Apoptosis in Vascular Smooth Muscle Cells is induced by Protein Kinase C Delta Cleavage but not Phosphorylation

Oxidative stress and apoptosis are considered critical to many vascular diseases. We have previously shown that protein kinase C delta (PKCδ) plays a critical role in early stage apoptosis. In this study, we examined various activation of PKCδ and its relationship with apoptosis and necrosis in vascular smooth muscle cells (SMCs).

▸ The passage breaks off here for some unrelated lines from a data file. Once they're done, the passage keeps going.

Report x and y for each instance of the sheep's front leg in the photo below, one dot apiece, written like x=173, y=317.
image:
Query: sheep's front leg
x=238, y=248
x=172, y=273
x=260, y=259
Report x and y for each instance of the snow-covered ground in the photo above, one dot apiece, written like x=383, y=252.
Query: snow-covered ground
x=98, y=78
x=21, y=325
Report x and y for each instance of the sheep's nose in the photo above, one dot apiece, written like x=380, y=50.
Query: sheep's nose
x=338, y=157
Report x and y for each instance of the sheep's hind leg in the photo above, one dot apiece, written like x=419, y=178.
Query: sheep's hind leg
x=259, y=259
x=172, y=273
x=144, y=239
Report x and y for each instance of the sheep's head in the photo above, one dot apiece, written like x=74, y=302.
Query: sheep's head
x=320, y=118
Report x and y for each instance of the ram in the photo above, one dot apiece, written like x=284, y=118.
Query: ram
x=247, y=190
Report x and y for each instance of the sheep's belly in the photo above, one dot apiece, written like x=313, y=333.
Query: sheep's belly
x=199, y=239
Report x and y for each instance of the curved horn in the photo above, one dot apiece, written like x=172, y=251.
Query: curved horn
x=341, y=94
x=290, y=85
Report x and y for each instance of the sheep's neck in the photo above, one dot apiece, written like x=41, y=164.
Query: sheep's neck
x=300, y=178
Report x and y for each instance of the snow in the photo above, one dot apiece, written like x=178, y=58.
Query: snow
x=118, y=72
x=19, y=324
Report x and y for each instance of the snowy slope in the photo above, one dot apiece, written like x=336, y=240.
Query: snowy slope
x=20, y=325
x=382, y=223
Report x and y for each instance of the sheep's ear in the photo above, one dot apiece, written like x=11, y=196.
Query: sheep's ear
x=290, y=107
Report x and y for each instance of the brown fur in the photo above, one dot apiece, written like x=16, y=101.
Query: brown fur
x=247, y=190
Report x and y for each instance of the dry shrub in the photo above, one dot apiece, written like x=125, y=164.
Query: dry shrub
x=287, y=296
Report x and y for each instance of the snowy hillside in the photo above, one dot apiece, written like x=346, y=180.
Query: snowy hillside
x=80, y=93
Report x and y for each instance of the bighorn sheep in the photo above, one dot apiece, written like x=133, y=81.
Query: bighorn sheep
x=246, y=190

ELISA for DNA fragmentation first showed that in rat A10 SMC line, 100–400 μM hydrogen peroxide (H 2 O 2 ) results in a 1.21–1.59 fold increase in apoptosis, but a decrease after 800 μM. This was confirmed by flow cytometry where we found increasing apoptosis at low doses of H 2 O 2 and increasing necrosis at higher doses. Western blot for PKCδ's constitutively active catalytic fragment revealed that it was significantly increased after treatment with 100–400 μM H 2 O 2. To test the impact of these results on apoptosis, we used a competitive inhibitor (z‐DIPD‐fmk) that mimics the caspase‐3 cleavage site on PKCδ thus inhibiting its cleavage, and found it to inhibit apoptosis. We also examined the role of PKCδ phosphorylation at Tyr‐311 and Tyr‐332. Western Blot showed increased phosphorylation only at high doses of H 2 O 2. Inhibition of phosphorylation by Src Family Kinase inhibitors PP2 (10 μM) and SU6656 (5μM) increased apoptosis by 1.72 and 2.5 fold. Our results suggest that the cleavage of PKCδ induces apoptosis but its phosphorylation is anti‐apoptotic and may be driving SMCs toward necrosis.